The governor’s race came to Sandy Springs Feb. 22, as Democratic contenders Stacey Abrams and Stacey Evans appeared at a private candidates forum hosted by the Jewish Democratic Women’s Salon, a Facebook-based group with more than 1,000 members.

The “two Staceys” are both former state representatives who hope to replace term-limited Republican incumbent Nathan Deal in this fall’s election. At the forum, held at Heritage Sandy Springs, they largely agreed on such issues as regional and statewide mass transit; expanding Medicaid and the HOPE Scholarship program for higher education; and supporting small businesses as well as the state currently incentivizes such big businesses as Amazon.

From left, moderator Shari Labovitz listens as candidate Stacey Evans speaks and candidate Stacey Abrams looks on. (John Ruch)

Both Democrats would veto laws allowing firearms on college campuses. Evans added that while the Centers for Disease Control and Prevention have been “bullied out of” studying gun violence by a federal funding restriction, she would order a state-level study as governor.

Stacey Abrams speaks to an attendee before the forum. (John Ruch)

The candidates also agreed that “religious liberty” legislation is intended as discrimination against lesbian, gay, bisexual and transgender people. To end it once and for all, however, Evans said moderate Republican lawmakers would keep it from a vote, while Abrams called for a forceful statement that LGBT Georgians will be protected by the state.

Stacey Evans, right, speaks with Dunwoody resident Jill Vogin before the forum. (John Ruch)

Differences emerged on the tactics Democrats should use to break their statewide office losing streak, while also being able to work with Republicans in the legislature.
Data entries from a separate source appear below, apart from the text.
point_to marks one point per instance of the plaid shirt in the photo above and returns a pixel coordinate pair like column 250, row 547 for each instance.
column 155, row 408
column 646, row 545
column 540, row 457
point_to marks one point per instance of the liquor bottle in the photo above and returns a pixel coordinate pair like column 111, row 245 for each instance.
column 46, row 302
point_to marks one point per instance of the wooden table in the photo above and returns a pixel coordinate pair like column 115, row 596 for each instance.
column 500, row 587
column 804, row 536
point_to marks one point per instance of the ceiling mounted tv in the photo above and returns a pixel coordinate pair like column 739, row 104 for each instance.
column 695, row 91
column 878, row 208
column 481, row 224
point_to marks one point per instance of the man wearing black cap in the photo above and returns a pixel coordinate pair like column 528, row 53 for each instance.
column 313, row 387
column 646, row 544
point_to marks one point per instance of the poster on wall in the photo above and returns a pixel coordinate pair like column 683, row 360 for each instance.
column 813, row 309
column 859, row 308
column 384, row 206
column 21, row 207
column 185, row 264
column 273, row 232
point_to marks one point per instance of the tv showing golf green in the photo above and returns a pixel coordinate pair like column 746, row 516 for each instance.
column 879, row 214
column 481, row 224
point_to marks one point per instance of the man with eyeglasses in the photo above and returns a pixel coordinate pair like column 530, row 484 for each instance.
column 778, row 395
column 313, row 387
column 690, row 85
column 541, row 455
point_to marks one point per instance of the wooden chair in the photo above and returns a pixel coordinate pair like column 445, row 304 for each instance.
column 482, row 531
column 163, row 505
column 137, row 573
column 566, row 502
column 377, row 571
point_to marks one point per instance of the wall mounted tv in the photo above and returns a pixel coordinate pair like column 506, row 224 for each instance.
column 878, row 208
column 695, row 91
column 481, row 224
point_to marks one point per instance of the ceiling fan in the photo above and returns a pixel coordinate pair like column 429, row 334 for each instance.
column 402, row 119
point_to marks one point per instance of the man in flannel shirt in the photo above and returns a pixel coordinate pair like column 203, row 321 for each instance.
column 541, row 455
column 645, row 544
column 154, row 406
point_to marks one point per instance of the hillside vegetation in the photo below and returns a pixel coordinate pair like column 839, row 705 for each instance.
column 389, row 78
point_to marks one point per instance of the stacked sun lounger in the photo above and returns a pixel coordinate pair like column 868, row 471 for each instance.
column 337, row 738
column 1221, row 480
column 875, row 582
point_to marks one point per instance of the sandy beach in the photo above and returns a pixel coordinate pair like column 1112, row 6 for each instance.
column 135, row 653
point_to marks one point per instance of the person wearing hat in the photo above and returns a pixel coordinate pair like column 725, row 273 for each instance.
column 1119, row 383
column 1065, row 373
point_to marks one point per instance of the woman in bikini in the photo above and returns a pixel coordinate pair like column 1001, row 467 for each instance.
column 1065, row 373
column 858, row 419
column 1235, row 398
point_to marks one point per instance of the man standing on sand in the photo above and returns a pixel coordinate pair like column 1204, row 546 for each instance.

Abrams called for motivating disengaged Democrats, saying that “we spend millions of dollars trying to convince Republican women in the suburbs that they really meant to be Democrats [and] they were just confused. That has not worked, not once.” Evans, by contrast, said, “You can’t be afraid to persuade,” while acknowledging that still won’t flip a Republican area at the ballot box but can move policy forward.

Stacey Abrams, right, speaks while Stacey Evans listens. (John Ruch)

Abrams and Evans also discussed their differing votes in 2016 on a state law banning large contracts with anyone who supports the controversial Boycott, Divestment and Sanctions Movement, which seeks to pressure Israel into making various policy changes seen as favorable to Palestinians. Evans voted in the favor of the ban, saying it shows a pro-Israel position, while Abrams voted against it, saying she respects the civil right of boycotting, while finding this particular version to be “wrong” and “anti-Semitic.”

Among the approximately 200 people attending the forum were state Sen. Jen Jordan, a Democrat who recently won the Buckhead-area District 6 seat; Sandy Springs City Councilmember Andy Bauman; Bobby Kaple, one of the Democrats seeking to challenge U.S. Rep. Karen Handel in 6th Congressional District this year; and Mike Wilensky, a Democrat seeking to replace Republican Tom Taylor in Dunwoody’s House District 79.

The primary election is scheduled for May 22. Republican contenders currently campaigning include Casey Cagle, Hunter Hill, Brian Kemp, Clay Tippin, Marc Alan Urbach and Michael Williams.